Prove eigenvalue/eigenvector properties

7

1. It is given that \(\lambda\) is an eigenvalue of the non-singular square matrix \(\mathbf { A }\), with corresponding eigenvector \(\mathbf { e }\). Show that \(\lambda ^ { - 1 }\) is an eigenvalue of \(\mathbf { A } ^ { - 1 }\) for which \(\mathbf { e }\) is a corresponding eigenvector.
   The matrix \(\mathbf { A }\) is given by $$\mathbf { A } = \left( \begin{array} { r r r } 2 & 0 & 3 \\ 15 & - 4 & 3 \\ 3 & 0 & 2 \end{array} \right)$$
2. Given that - 1 is an eigenvalue of \(\mathbf { A }\), find a corresponding eigenvector.
3. It is also given that \(\left( \begin{array} { l } 0 \\ 1 \\ 0 \end{array} \right)\) and \(\left( \begin{array} { l } 1 \\ 2 \\ 1 \end{array} \right)\) are eigenvectors of \(\mathbf { A }\). Find the corresponding eigenvalues.
4. Hence find a matrix \(\mathbf { P }\) and a diagonal matrix \(\mathbf { D }\) such that \(\mathbf { A } ^ { - 1 } = \mathbf { P D P } ^ { - 1 }\).
5. Use the characteristic equation of \(\mathbf { A }\) to show that \(\mathbf { A } ^ { - 1 } = p \mathbf { A } ^ { 2 } + q l\), where \(p\) and \(q\) are rational numbers to be determined.

5

1. The matrix \(\mathbf { S } = \left( \begin{array} { l l } - 1 & 2 \\ - 3 & 4 \end{array} \right)\) represents a transformation.
   (A) Show that the point \(( 1,1 )\) is invariant under this transformation.
   (B) Calculate \(\mathbf { S } ^ { - 1 }\).
   (C) Verify that \(( 1,1 )\) is also invariant under the transformation represented by \(\mathbf { S } ^ { - 1 }\).
2. Part (i) may be generalised as follows. If \(( x , y )\) is an invariant point under a transformation represented by the non-singular matrix \(\mathbf { T }\), it is also invariant under the transformation represented by \(\mathbf { T } ^ { - 1 }\).

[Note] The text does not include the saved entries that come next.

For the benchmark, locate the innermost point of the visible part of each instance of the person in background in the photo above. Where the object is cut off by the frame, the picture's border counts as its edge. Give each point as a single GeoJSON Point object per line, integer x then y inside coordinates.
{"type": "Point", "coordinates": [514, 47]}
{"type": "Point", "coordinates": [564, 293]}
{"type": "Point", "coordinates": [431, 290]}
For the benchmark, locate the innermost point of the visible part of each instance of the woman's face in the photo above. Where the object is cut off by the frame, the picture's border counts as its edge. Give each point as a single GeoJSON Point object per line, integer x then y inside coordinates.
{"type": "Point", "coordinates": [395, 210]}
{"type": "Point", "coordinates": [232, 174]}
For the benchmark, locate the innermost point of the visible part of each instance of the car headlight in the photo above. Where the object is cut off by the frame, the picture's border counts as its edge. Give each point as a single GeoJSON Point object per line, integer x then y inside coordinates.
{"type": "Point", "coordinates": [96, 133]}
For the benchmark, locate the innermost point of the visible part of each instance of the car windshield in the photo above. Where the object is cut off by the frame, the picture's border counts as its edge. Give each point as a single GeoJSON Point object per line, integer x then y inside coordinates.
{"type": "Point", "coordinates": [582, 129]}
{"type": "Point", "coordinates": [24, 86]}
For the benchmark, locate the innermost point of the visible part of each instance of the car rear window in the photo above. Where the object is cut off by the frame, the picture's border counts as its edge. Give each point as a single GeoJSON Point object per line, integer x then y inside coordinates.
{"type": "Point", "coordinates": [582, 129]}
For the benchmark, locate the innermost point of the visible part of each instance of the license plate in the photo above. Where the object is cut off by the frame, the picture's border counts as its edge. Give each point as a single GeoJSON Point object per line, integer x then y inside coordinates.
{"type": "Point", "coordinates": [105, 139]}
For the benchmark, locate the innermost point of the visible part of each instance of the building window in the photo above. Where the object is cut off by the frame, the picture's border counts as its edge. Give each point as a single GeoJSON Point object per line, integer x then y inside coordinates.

Starting with \(\mathbf { T } \binom { x } { y } = \binom { x } { y }\), or otherwise, prove this result.

3 Show that if \(\lambda\) is an eigenvalue of the square matrix \(\mathbf { A }\) with \(\mathbf { e }\) as a corresponding eigenvector, and \(\mu\) is an eigenvalue of the square matrix \(\mathbf { B }\) for which \(\mathbf { e }\) is also a corresponding eigenvector, then \(\lambda + \mu\) is an eigenvalue of the matrix \(\mathbf { A } + \mathbf { B }\) with \(\mathbf { e }\) as a corresponding eigenvector. The matrix $$\mathbf { A } = \left( \begin{array} { r r r } 3 & - 1 & 0 \\ - 4 & - 6 & - 6 \\ 5 & 11 & 10 \end{array} \right)$$ has \(\left( \begin{array} { r } 1 \\ - 1 \\ 1 \end{array} \right)\) as an eigenvector. Find the corresponding eigenvalue. The other two eigenvalues of \(\mathbf { A }\) are 1 and 2, with corresponding eigenvectors \(\left( \begin{array} { r } 1 \\ 2 \\ - 3 \end{array} \right)\) and \(\left( \begin{array} { r } 1 \\ 1 \\ - 2 \end{array} \right)\) respectively. The matrix \(\mathbf { B }\) has eigenvalues \(2,3,1\) with corresponding eigenvectors \(\left( \begin{array} { r } 1 \\ - 1 \\ 1 \end{array} \right) , \left( \begin{array} { r } 1 \\ 2 \\ - 3 \end{array} \right)\), \(\left( \begin{array} { r } 1 \\ 1 \\ - 2 \end{array} \right)\) respectively. Find a matrix \(\mathbf { P }\) and a diagonal matrix \(\mathbf { D }\) such that \(( \mathbf { A } + \mathbf { B } ) ^ { 4 } = \mathbf { P D P } \mathbf { P } ^ { - 1 }\).
[0pt] [You are not required to evaluate \(\mathbf { P } ^ { - 1 }\).]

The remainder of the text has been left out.